“Why must the American fixed term system be seen as the best system in the eyes of YB Alice Lau? Is she saying that the British system we have been practising all these years has many flaws?
“Whatever system in practice, there are bound to be some good and some bad – there is no perfect system. Malaysia was once colonised by Britain and we are very familiar with the British electoral system.
“It is not 100 per cent perfect but we have been able to have good proper elections since ‘Merdeka’ (independence). Just because some voters are not able to plan their holidays, our whole system is flawed? What is YB Alice trying to say?” said the assistant minister, who is Asajaya assemblyman, when asked on Monday.
He was reacting to Lau’s statement that a fixed-term election system where the election would occur on a set date, would be more transparent besides saving time, manpower and costs.
She had called for the Federal Constitution to be amended so that the current election system could be changed.
Lau further claimed that although the next general election was only due in 2018, many had been predicting it would be held next year – an inconvenience to the electorate’s holiday or business plans, according to her.
Abdul Karim, who is PBB Supreme Council member, said what Lau should suggest was for the date of election to be determined at least six months before the expiry of the term.
“Our system is being practised in the majority of countries in the world. It is a good system. In Japan, Singapore, India, UK, all Commonwealth countries – it is an accepted system.”
Abdul Karim felt that Lau should read more about other systems ‘apart from the US’.
“Maybe she’s too engrossed with the US presidential election that she has forgotten that Malaysia was once under Britain and has adopted the British system in its administration,” he added.
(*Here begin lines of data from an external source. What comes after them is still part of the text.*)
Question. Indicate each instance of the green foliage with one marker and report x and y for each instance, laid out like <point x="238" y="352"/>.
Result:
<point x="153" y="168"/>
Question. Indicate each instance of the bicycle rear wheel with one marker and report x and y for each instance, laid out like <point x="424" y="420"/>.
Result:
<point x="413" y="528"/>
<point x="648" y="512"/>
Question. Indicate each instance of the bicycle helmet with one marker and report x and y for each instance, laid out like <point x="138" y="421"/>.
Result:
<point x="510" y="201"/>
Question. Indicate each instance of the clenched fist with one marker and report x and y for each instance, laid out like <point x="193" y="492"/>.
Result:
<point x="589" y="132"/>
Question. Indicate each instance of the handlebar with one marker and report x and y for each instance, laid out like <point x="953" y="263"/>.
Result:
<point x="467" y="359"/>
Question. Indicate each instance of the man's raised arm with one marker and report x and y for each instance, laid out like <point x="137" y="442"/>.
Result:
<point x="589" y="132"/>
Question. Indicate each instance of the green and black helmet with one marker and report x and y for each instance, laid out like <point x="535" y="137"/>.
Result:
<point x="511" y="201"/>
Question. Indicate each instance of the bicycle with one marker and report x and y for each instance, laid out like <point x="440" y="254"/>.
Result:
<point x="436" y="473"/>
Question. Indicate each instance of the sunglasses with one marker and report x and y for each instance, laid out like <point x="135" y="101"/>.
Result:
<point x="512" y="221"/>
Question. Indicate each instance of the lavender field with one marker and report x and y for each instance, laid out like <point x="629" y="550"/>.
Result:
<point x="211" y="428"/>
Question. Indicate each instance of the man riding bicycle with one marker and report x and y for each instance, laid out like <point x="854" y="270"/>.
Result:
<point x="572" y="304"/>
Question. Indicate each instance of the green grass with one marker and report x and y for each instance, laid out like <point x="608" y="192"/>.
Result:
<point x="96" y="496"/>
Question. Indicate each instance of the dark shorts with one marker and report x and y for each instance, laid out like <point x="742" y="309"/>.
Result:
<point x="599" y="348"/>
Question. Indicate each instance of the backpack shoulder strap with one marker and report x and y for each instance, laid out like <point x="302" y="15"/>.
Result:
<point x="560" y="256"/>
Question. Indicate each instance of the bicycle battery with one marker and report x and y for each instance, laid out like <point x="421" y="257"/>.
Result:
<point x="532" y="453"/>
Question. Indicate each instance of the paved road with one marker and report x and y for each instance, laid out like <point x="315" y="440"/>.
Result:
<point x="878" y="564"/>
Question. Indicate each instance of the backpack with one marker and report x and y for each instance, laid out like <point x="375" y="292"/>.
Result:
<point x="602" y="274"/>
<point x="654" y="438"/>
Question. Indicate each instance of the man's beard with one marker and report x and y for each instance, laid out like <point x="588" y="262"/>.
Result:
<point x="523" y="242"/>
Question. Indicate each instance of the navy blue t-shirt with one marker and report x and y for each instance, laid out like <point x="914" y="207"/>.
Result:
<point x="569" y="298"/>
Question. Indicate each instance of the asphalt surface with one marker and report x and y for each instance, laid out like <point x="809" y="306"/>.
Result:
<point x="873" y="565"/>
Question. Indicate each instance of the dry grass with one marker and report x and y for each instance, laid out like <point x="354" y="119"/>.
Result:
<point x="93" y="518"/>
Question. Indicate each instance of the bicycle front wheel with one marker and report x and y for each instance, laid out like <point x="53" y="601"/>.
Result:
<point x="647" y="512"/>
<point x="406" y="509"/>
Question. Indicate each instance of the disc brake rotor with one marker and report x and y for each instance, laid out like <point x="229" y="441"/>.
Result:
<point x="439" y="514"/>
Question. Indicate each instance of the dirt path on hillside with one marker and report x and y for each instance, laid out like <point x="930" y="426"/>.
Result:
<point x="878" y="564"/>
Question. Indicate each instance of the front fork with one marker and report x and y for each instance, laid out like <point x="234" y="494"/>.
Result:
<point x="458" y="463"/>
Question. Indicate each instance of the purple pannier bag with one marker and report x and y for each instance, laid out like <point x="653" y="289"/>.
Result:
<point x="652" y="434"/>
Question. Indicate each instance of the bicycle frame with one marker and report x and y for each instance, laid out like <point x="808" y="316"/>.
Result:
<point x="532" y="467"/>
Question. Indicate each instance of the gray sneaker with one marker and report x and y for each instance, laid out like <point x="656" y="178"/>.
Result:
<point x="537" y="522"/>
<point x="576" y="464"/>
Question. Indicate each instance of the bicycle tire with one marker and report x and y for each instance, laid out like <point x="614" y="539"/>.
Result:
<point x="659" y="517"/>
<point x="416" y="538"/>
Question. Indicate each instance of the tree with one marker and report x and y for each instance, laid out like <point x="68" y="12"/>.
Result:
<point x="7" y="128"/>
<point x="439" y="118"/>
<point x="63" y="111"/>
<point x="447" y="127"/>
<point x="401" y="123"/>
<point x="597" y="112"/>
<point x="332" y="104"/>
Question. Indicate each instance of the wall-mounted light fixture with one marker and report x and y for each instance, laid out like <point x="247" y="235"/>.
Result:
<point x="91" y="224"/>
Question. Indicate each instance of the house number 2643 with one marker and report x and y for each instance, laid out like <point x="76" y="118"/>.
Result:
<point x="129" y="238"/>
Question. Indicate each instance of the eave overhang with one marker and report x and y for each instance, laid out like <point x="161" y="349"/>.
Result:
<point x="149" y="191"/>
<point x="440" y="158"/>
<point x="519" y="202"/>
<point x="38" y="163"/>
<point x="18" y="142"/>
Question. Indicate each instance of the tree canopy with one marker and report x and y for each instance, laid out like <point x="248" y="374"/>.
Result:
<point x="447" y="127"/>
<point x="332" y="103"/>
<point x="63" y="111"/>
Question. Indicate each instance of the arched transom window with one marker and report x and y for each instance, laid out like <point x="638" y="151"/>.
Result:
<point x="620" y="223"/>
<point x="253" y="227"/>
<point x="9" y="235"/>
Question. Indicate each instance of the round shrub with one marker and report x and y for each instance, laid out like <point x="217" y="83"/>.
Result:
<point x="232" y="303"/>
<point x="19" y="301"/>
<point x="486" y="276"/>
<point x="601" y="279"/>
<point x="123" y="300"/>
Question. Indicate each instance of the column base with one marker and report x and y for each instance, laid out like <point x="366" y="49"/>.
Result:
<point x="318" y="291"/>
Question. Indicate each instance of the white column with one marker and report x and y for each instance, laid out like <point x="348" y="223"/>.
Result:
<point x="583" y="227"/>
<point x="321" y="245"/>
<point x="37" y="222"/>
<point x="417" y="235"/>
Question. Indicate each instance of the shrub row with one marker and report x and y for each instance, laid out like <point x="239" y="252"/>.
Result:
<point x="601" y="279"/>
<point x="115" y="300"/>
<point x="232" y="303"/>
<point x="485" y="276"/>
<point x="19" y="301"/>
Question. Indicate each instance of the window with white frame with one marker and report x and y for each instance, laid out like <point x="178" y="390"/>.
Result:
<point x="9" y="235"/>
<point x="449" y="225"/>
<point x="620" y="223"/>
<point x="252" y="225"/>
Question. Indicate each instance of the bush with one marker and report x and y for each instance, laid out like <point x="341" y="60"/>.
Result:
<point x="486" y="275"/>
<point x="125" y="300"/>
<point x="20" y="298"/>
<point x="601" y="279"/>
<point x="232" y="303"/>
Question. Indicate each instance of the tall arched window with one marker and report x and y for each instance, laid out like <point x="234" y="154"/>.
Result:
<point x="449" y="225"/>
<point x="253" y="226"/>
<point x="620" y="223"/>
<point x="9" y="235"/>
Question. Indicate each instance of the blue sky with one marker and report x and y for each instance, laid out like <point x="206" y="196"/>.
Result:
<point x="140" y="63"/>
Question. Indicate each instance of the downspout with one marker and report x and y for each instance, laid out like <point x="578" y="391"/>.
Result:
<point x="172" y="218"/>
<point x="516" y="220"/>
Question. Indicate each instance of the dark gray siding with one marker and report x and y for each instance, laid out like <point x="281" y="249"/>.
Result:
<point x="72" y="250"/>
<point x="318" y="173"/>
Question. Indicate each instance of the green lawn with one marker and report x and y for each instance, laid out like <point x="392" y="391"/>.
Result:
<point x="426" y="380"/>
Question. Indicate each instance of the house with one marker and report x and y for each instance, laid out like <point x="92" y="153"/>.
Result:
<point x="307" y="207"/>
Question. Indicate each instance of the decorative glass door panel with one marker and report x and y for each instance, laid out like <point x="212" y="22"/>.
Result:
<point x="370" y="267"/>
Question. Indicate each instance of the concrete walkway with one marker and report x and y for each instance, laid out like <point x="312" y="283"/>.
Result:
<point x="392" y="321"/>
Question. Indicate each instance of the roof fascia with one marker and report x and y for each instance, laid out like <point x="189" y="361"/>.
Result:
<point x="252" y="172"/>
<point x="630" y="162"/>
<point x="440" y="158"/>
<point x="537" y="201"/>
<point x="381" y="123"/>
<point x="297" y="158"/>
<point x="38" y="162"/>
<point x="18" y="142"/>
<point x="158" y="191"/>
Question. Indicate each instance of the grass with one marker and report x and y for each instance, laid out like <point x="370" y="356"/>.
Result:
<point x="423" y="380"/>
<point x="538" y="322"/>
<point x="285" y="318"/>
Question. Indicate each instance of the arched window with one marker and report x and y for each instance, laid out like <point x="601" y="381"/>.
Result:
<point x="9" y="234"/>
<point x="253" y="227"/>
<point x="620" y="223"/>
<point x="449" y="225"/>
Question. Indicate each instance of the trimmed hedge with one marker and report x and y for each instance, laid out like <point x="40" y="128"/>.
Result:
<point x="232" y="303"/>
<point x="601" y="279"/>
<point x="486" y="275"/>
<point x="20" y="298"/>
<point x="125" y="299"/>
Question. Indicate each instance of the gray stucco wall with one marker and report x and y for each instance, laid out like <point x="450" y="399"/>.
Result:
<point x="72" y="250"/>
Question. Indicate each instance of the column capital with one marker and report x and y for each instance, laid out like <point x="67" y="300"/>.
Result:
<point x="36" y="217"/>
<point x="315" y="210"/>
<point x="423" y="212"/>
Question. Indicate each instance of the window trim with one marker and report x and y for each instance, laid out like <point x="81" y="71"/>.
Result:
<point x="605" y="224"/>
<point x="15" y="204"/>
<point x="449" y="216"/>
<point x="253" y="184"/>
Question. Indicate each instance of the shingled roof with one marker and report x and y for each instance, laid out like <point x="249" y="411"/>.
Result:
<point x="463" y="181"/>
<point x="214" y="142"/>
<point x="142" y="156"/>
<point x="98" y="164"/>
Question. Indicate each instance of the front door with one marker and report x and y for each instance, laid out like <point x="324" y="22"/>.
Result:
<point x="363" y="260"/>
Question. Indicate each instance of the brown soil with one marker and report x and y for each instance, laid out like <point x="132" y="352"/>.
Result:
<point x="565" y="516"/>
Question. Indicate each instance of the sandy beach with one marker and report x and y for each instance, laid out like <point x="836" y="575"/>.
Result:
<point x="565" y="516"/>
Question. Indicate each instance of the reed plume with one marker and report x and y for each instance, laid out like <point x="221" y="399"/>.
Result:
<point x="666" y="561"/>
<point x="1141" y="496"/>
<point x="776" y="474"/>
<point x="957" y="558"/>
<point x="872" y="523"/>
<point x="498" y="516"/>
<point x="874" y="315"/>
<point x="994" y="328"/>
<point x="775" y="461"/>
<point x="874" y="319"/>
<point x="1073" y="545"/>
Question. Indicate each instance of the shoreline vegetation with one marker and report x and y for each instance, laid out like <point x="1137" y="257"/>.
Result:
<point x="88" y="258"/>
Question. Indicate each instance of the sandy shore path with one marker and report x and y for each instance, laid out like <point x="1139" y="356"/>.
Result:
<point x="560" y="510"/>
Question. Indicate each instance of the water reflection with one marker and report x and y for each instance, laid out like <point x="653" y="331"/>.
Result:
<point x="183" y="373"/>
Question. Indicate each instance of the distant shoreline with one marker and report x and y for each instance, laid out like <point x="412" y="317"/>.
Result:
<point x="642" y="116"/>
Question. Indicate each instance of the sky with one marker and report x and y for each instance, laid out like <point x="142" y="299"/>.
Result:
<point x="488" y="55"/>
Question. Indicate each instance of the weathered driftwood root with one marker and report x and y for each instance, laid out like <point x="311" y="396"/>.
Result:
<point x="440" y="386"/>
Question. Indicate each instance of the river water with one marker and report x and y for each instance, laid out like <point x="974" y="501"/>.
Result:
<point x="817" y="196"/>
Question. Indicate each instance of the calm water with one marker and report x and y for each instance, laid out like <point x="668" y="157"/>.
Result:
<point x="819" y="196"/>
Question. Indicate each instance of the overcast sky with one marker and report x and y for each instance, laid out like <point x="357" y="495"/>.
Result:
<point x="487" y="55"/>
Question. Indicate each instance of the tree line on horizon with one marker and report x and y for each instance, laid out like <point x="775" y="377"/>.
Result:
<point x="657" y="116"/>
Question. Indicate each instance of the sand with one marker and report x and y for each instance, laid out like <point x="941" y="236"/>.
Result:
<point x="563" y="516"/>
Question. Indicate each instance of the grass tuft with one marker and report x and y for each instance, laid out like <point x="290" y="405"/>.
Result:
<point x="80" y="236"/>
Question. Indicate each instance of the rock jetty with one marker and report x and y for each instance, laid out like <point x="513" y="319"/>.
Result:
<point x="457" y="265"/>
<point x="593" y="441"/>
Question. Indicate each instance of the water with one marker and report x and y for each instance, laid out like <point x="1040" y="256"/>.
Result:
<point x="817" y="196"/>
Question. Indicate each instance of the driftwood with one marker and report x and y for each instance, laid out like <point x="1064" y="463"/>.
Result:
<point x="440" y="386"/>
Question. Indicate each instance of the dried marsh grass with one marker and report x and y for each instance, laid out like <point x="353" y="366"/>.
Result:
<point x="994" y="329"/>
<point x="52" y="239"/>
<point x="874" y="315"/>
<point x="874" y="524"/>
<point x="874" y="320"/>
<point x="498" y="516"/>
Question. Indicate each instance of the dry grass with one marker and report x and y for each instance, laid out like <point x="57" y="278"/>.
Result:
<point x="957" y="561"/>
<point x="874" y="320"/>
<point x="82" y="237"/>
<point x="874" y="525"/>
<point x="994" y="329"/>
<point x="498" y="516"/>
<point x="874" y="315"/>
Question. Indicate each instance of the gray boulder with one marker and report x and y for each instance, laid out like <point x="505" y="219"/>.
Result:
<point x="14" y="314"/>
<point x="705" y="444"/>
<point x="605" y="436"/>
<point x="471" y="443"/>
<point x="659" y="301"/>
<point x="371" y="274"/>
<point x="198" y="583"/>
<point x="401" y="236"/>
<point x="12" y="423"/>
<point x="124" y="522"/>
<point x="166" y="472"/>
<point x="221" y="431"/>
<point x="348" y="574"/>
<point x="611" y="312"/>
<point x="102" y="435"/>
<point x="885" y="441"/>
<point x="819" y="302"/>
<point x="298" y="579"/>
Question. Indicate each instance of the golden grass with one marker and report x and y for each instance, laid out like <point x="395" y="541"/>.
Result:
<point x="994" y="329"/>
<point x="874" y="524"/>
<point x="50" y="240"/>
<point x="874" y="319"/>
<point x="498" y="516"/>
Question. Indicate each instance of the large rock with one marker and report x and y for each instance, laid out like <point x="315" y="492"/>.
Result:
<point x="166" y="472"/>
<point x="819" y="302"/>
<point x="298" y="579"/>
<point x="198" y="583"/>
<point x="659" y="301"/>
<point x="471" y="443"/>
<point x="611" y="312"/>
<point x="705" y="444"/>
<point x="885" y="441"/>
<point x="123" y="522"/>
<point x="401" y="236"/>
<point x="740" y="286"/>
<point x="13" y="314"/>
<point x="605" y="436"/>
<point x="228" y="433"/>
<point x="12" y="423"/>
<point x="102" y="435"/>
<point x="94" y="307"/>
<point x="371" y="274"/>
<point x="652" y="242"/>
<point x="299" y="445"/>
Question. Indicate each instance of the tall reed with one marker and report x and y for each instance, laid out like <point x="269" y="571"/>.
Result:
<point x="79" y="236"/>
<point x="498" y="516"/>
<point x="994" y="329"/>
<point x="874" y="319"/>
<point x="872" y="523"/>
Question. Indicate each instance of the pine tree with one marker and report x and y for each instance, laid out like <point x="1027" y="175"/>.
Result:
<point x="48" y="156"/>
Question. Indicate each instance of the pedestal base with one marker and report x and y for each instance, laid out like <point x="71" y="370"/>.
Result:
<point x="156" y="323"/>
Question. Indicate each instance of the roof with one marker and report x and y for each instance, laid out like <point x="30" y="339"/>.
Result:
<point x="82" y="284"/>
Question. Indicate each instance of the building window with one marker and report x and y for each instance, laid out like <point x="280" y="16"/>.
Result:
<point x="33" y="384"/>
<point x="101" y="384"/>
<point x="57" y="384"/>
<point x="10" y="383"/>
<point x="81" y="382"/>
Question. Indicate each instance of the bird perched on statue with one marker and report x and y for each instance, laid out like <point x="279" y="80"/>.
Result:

Meanwhile, Assistant Minister for Science Research and Biotechnology Dr Annuar Rapaee was puzzled as to why the opposition was so obsessed with election and election dates.
Dr Annuar, who is Nangka assemblyman, opined that as elected representatives, the most important thing would be to continue serving the people until Parliament was dissolved. He reckoned that if the representatives did not know the dates, they would focus more on their responsibilities rather than on the election.